Ho rassicurato la signora in merito alla sua richiesta, invero frequente tra i parenti di chi svolge una psicoterapia e che rappresenta sempre un tentativo di ingerenza e di controllo, sia pur in buonafede. In ogni caso, mi ha dato da riflettere.

Le persone ci portano storie. Raccontano al terapeuta non una realtà oggettiva, ma il proprio modo soggettivo di narrare la propria esistenza. Lo facciamo tutti, ci raccontiamo la vita a modo nostro, credendo sinceramente di aver patito ingiustizie, torti subiti, offese immotivate, in genere sottovalutando la propria responsabilità in ciò che ci succede.

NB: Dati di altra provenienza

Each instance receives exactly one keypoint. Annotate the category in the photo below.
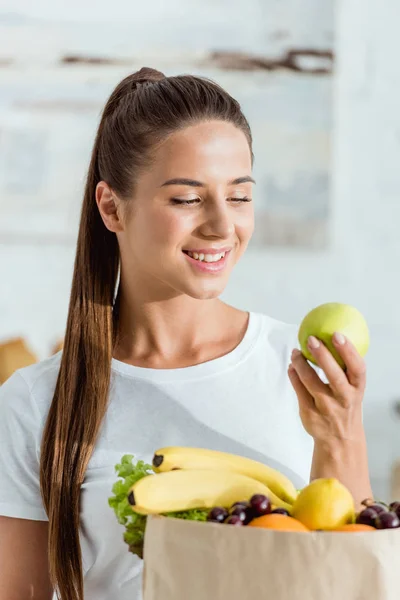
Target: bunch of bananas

Non è compito dello psicoterapeuta ricercare la vera verità, non deve svolgere un’indagine investigativa. Io, ad esempio, lavoro su questa storia, sul racconto che mi viene offerto, prendendolo sempre per buono. Non debbo verificarne l’autenticità né, immaginando che il racconto orale sia simile a un racconto scritto, compiere una sorta di critica al testo letterario.

Come ha già detto meglio di chiunque altro M. Proust, un viaggio di scoperta inizia nel modificare gli occhi di colui che guarda.

Uno psicoterapeuta non ha il potere di cambiare il paesaggio esterno attorno al paziente, non abbiamo il potere di modificare la realtà, ma è possibile dare ad essa un senso diverso. Un lutto resta un lutto, un tradimento quel che è, lo stesso vale ad esempio per un licenziamento ingiusto. Ma si può provare a guardare in modo diverso a questi accadimenti, intrufolando una speranza, un dubbio o una nuova certezza.

Continuando a usar metafore, il mio lavoro può rassomigliare a quello di un pittore che interpreta un’opera altrui. Immaginate che il racconto di ogni storia personale sia immerso in un colore. Alcune storie hanno tinte molto fosche. Non cambio le storie, ma dove c’è nero, marrone scuro, aggiungo un po’ di azzurro, del giallo, del verde. A volte, dove sembra tutto grigio, lascio intravedere scie rosse di passione. Propongo letture alternative dello stesso racconto, aprendo a finali diversi.

Ecco, ora so che, negli anni, questo ho imparato a farlo.